4)1)〜3)を踏まえ、「現状」を分析する
まずは、「すでに手にしている」幸せについて考えてみる。Dさんの場合は、自分で積極的に追い求め、実際に幸せを増大させることができているトピックが、仕事・趣味・人間関係・お金という自身が大切にしている領域の中に、今あるかどうかを考える。
その上で、「すでに手にしている」幸せが見えてくる、またはそういう幸せを実感することができるようであれば、それらをより大切にしてほしい。より尊重してほしい。場合によっては、その状態(=幸せがある状態)を作り上げた自分を褒め、その状態に協力してくれた周囲により感謝してほしい。
そうすることで、自分の幸せをこれまで以上に捉えられるようになり、より精度高く向き合えるようになるのではないかと考えている。
次は、「今は手にできていない」幸せについて考えてみる。ただし、世の中の幸せや、他人の幸せに惑わされてはいけない。大事なのはあくまで自分の幸せをベースに考えること。
Dさんのケースであれば、まずは、仕事・趣味・人間関係・お金という自身が大切にしている領域において、より積極的に幸せを追求したいトピックを机上に置く。ここが大事だ。机上には、自分の幸せに関する素材をしっかり置いてほしい。
その上で、「今は手にできていない」幸せ(Dさんでいうと、これから追求したい幸せ、ここから増大させたい幸せ)について、これから何をどうしようか、自分軸で考える。「Dさんの幸せマネジメント」を意識しながら考える。そんな時間も大切にしてほしい。
5)1)〜4)を踏まえ、「これから」を考える。そして行動する。
「すでに手にしている」幸せに、スタンス(幸せに対する姿勢)とアンテナ(幸せに対する感性)を掛け合わせる。すると、「これから」が見えてくる。Dさんの場合は、「自分で積極的に追求し、さらに増大を目指す」というのがこれからの方向性になる。ただし、すでに手にしている幸せが対象なので、どの程度まで増大を目指すのかについては、比較的余裕ある捉え方で良いのではないかと思われる。
この辺りについては、個人の性格・気質・パーソナル特性・その時々の状況なども絡んでくる部分になってくると思うので、自身で定期的に、自分との対話の時間を設けながら進めていく必要があるのではないかと思っている。

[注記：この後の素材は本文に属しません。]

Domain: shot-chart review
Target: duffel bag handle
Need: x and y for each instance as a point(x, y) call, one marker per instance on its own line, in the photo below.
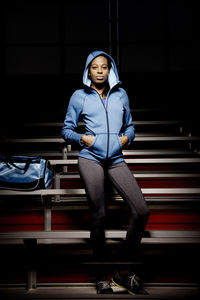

続いて、「今は手にできていない」幸せにも、スタンス(幸せに対する姿勢)とアンテナ(幸せに対する感性)を掛け合わせる。Dさんの場合は、「自分で積極的に追求し、これからの増大を目指す」動きが、自分に合ったこれからの動きの一つということになる。今は手にできていない幸せ、これから追求したい自分の幸せに、自身の姿勢・感性を踏まえながらアプローチしていく。
これはまだ、ここからの研究・検証が必要になる話だが、スタンスとアンテナは人によって違う。つまりいくつかのパターンが存在することになる。もしかしたら、自分のパターン以外のパターンを活用することで、新たな可能性が広がり、従来の自分のパターンでは充実が叶わなかった幸せにも、別方向から対応できるようになるかもしれない。そうなると、打ち手は自分の打ち手、そしてオプションとしての複数の打ち手を装備できることになる。このあたりについても将来的な面白さ、可能性を感じている。
ちなみにDさんには、ジャンプボードの存在と上記の流れを伝えたところ、「なんか恥ずかしいですね(笑)でも完全納得ですし、『The・私の幸せのカタチ、私の幸せマネジメント』って感じです。仕事だけじゃなくて、日常含めて考えてくださってホントありがとうございます!自分の幸せマネジメント、早速やってみます。また時々相談乗ってください!」と嬉しいリアクションを頂けた。
どうだろう。ジャンプボードを取り入れることで、幸せマネジメントが充実するイメージ、少し掴んでいただけただろうか?
ちなみに、#012で登場してくれた45歳男性(総合職マネージャー)Fさんとも、この件で対話をしてみたので、補助的に紹介を。
1)ターゲット(幸せを感じる領域)を知る
休日の前の日・寝る・変わらない日常・仕事がつつがなく終わった日の晩酌
2)スタンス(幸せに対する姿勢) 〃
積極的に幸せを追い求めるタイプではない。
3)アンテナ(幸せに対する感性) 〃
「変わらない幸せ」に、安心、喜び、幸せを感じるタイプ。
4)1)〜3)を踏まえ、「現状」を分析する
現状、「すでに手にしている」幸せばかり。「あれ?そう考えると、私、結構幸せですね(笑)確かに良い状態かも。これをキープしたいから、要はそのためのマネジメントをすればいいってことですかね。」とFさん。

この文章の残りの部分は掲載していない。